February 19, 2019

Ray Davey on the Civil Rights campaign in Northern Ireland



Ray Davey wrote in his book ‘Take Away This Hate’ (pp. 90-92):
"It was, as far as I could see, a time of creativity and optimism among the students that I knew best. The result was that when in the Autumn term of 1968 the whole situation suddenly changed and the academic calm was rudely shattered by protest marches and confrontation, the vast majority of students were deeply shocked and completely taken by surprise. 
This was initially sparked off by unrest among students in other parts of the world. It was known as the period of student revolt. This was happening in various ways: protest against the way the universities were run, demands for more student participation in the organisation and running of the institution, as well as even more radical requests. It was part of a general reaction against structures and institutions and a demand for much more democracy instead of oligarchic and at times authoritarian control. In many centres there was violence and frequently security forces were involved. Earlier there had been the Civil Rights Campaigns in the United States. All these events and the radical and revolutionary ideas, proclaimed by a writer like Marcuse, created a whole new ethos and attitude in many campuses. 

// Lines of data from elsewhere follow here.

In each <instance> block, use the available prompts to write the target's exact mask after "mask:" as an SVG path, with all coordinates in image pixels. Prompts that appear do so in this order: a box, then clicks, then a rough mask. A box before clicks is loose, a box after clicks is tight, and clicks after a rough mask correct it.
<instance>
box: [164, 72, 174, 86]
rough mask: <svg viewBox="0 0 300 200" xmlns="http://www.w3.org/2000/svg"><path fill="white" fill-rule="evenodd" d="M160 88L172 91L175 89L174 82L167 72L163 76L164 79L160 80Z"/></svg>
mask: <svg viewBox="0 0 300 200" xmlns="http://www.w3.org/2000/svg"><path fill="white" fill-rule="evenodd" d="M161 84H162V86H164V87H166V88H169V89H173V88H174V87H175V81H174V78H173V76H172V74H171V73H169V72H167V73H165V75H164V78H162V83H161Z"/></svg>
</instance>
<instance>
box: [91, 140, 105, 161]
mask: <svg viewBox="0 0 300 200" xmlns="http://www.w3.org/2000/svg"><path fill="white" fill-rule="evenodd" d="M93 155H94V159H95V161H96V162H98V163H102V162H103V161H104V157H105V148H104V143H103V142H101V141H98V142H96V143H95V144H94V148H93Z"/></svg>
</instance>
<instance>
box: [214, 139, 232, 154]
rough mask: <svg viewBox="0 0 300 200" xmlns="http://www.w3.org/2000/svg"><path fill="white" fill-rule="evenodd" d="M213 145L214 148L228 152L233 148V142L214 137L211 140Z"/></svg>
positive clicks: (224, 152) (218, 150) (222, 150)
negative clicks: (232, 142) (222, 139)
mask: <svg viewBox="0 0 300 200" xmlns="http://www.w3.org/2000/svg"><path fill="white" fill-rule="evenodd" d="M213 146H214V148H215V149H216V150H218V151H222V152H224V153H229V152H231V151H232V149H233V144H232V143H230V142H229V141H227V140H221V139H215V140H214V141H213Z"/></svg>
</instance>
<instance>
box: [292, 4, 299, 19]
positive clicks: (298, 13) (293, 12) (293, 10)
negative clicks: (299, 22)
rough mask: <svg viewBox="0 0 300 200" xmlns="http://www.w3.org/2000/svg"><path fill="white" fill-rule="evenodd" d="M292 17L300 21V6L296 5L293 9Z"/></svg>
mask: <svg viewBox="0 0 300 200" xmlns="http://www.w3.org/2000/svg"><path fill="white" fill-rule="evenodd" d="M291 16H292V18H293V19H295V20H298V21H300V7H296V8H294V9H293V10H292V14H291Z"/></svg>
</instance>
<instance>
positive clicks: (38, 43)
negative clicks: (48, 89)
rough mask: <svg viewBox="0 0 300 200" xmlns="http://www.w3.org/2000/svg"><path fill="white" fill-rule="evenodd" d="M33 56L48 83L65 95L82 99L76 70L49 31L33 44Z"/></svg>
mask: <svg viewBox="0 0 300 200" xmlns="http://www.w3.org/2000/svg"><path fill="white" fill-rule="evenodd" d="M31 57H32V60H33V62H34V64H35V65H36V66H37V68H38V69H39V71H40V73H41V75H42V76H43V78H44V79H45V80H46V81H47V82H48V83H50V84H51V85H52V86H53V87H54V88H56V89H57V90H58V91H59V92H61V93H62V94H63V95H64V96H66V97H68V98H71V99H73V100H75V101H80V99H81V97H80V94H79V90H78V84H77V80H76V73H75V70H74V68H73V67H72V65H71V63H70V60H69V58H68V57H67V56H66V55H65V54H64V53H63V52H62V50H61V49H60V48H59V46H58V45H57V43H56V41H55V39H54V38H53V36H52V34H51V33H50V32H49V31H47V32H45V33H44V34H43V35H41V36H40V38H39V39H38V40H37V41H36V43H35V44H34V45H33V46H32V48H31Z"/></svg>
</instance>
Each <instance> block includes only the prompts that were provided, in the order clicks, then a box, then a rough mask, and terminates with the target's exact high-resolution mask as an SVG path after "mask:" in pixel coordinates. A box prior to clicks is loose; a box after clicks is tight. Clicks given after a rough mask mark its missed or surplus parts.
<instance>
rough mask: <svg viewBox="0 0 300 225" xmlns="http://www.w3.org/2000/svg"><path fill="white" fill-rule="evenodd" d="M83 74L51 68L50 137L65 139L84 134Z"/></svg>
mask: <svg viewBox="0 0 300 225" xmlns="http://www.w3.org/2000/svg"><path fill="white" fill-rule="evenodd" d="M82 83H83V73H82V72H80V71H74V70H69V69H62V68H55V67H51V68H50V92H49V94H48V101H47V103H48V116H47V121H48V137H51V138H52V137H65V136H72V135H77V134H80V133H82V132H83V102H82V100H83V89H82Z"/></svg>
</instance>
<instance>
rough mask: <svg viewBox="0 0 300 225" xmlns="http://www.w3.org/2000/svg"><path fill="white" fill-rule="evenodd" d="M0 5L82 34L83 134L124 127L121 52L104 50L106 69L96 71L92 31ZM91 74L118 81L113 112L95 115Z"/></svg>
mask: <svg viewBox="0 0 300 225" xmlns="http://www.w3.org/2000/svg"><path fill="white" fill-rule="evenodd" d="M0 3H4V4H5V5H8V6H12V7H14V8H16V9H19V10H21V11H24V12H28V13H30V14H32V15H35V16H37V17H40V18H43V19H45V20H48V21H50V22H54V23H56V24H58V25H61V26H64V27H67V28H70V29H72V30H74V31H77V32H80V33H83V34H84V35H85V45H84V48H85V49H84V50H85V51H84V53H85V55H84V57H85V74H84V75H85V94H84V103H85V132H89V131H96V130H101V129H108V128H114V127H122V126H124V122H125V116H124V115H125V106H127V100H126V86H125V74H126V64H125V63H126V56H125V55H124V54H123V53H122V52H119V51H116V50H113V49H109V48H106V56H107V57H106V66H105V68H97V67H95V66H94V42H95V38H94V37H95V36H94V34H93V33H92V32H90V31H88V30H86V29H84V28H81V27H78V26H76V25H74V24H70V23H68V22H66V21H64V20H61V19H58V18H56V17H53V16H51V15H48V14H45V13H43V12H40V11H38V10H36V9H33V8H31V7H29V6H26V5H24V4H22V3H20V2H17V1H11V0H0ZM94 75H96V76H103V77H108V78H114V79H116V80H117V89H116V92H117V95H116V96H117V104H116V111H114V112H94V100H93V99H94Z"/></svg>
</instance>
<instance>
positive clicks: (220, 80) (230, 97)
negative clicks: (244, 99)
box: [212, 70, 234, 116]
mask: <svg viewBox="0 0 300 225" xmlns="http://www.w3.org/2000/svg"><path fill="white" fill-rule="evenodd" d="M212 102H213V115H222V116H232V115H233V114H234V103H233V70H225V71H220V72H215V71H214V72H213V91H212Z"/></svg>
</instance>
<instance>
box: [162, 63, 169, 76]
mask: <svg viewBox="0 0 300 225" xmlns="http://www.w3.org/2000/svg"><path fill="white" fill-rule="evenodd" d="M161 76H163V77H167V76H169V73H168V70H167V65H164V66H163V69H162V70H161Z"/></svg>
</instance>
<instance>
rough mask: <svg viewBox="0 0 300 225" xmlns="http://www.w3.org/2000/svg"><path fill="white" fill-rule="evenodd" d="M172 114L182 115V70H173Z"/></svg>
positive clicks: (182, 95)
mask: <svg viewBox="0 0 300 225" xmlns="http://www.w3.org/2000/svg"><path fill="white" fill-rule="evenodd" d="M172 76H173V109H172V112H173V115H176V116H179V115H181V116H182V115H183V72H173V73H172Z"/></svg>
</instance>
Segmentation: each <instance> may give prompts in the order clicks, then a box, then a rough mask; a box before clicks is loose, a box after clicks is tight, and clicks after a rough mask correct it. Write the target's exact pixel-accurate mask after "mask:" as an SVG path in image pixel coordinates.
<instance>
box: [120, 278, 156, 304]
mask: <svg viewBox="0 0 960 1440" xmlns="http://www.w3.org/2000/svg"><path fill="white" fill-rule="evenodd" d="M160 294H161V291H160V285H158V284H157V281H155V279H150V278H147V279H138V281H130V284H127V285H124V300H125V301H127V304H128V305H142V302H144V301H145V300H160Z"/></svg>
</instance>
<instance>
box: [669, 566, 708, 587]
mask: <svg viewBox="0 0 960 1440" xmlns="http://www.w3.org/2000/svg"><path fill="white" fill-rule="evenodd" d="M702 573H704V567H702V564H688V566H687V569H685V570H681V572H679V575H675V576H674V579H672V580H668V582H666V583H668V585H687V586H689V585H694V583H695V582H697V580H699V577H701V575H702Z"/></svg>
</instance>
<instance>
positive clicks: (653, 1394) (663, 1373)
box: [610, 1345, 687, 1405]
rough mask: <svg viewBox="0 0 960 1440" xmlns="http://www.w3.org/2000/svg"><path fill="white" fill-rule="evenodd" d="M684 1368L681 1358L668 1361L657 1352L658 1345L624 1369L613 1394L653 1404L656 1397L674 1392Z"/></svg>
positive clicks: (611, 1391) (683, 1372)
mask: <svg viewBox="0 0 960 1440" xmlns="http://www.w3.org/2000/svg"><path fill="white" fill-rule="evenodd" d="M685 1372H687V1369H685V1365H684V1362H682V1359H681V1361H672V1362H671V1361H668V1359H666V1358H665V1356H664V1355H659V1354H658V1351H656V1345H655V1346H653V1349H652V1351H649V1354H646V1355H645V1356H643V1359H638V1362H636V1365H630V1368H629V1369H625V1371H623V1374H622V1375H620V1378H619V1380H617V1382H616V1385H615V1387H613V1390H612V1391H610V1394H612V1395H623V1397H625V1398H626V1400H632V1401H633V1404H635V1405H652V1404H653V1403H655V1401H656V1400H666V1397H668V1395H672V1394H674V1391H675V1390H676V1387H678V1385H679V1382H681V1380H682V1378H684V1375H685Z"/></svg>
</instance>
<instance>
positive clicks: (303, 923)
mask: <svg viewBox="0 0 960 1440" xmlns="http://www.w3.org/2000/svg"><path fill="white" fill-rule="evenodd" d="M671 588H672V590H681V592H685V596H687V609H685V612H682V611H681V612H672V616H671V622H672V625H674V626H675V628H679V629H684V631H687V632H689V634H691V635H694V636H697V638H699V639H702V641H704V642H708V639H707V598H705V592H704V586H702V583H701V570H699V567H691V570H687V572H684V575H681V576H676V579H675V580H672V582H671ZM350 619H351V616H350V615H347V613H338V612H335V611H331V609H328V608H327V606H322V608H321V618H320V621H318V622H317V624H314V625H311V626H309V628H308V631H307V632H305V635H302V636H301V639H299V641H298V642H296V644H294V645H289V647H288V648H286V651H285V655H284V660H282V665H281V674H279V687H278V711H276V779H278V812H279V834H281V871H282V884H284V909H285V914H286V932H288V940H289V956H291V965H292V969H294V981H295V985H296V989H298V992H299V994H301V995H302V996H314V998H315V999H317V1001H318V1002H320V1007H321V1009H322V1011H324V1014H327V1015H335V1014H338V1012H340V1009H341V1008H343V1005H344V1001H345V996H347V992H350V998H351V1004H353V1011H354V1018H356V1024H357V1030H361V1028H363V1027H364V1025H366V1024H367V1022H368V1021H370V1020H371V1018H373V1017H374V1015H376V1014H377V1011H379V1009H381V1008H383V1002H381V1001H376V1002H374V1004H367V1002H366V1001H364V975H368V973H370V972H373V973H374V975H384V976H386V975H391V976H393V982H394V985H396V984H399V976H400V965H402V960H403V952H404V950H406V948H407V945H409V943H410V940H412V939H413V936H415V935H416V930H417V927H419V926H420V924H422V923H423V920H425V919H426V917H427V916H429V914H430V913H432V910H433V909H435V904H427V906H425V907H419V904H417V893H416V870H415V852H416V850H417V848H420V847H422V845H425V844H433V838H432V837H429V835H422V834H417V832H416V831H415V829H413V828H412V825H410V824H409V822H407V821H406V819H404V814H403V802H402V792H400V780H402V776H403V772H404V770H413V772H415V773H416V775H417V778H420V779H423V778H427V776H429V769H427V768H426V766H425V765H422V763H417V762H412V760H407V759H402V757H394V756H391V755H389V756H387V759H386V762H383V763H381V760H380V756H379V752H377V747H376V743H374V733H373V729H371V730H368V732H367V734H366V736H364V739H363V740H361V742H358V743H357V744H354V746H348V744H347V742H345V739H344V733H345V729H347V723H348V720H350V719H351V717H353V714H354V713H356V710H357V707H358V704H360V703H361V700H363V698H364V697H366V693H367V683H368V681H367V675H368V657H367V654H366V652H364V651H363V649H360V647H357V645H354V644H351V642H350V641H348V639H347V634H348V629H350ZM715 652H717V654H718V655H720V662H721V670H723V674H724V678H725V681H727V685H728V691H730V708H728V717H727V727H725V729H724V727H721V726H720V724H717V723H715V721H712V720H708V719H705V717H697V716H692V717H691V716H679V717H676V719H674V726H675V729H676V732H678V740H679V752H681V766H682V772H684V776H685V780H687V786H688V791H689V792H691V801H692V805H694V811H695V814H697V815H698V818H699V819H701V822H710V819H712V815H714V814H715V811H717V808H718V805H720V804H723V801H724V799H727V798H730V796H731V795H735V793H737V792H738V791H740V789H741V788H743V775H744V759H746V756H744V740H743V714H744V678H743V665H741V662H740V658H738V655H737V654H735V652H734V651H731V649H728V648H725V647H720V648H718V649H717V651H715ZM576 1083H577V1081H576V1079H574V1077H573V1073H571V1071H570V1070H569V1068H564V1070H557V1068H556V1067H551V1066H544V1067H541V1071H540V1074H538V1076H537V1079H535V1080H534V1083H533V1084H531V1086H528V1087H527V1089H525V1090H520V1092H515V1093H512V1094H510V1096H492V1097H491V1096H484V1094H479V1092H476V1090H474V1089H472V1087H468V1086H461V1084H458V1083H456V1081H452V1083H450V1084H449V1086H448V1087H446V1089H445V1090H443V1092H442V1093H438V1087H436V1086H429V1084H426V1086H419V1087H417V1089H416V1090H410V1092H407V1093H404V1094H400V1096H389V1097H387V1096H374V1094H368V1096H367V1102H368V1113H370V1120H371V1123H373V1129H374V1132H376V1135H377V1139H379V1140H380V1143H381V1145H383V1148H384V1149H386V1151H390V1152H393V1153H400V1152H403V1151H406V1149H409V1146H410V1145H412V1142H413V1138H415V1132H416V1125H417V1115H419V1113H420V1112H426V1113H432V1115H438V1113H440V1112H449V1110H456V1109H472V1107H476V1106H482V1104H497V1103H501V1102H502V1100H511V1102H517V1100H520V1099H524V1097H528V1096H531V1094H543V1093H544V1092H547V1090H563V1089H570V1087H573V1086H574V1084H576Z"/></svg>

It was very obvious that this new thinking and approach would find fertile soil in Northern Ireland among the new generation of students who were the first generation of their tradition to have higher education as the result of the 1947 Education Act. These young people were able to articulate their feelings and asserted that they were no longer willing to be treated as second-class citizens. They were well aware of all the grievances they and their elders had to endure, such as discrimination in housing, employment and in local government. They were also very conscious of the Special Powers Legislation and had little confidence in the status quo at Stormont. 
I learnt much of how they felt, when with several of my fellow chaplains I attended the early meetings of the new radical group, the People’s Democracy. This was mainly made up of students from a Nationalist background and also members of the Youth Socialist Group which included many who were not students. Events soon escalated. There were several civil rights marches in Belfast very widely supported by students and staff. 
Soon came the much publicised civil rights march in Derry when the Minister of Home Affairs over-reacted and many of participants were batoned by the police. The march from Belfast to Derry, started by a small group of People’s Democracy, again drew a violent reaction, and the events of Burntollet bridge became part of history. Here the marchers were ambushed by Loyalists who claimed that Republican flags were being displayed, and that IRA supporters were in the procession. So polarisation increased, as did the danger of much greater violence, with the Loyalists becoming more articulate and organised. 
The gives something of the atmosphere of these traumatic weeks. I can remember the various responses of the student population, because Queen’s now found itself very much in the limelight, as most of the activists at that time were students. I need only mention Bernadette Devlin, Michael Farrell and Eamonn McCann. Student opinion was naturally deeply divided. There were those who were set not only on Civil Rights and alterations in the present administration, but on more revolutionary change, and had as their ideal the Workers’ Republic as envisaged by James Connolly before the 1916 Rising. There was a much larger number of those who were from a Nationalist background who did believe in change, but did not believe in, or want, violence.  
Those I was in touch with were for the most part from the Unionist tradition. Most of them were deeply perplexed and shaken by what was happening, as they had hitherto little idea of how their fellow students of a the Catholic-Nationalist tradition felt. Many of the more thoughtful were deeply disturbed when they because aware of the various forms of discrimination and indeed took part in the early Civil Rights marches. As the situation developed and hardened they realised that much more than civil rights were involved; in fact it implied a United Ireland, and this was in complete opposition to their whole outlook and background."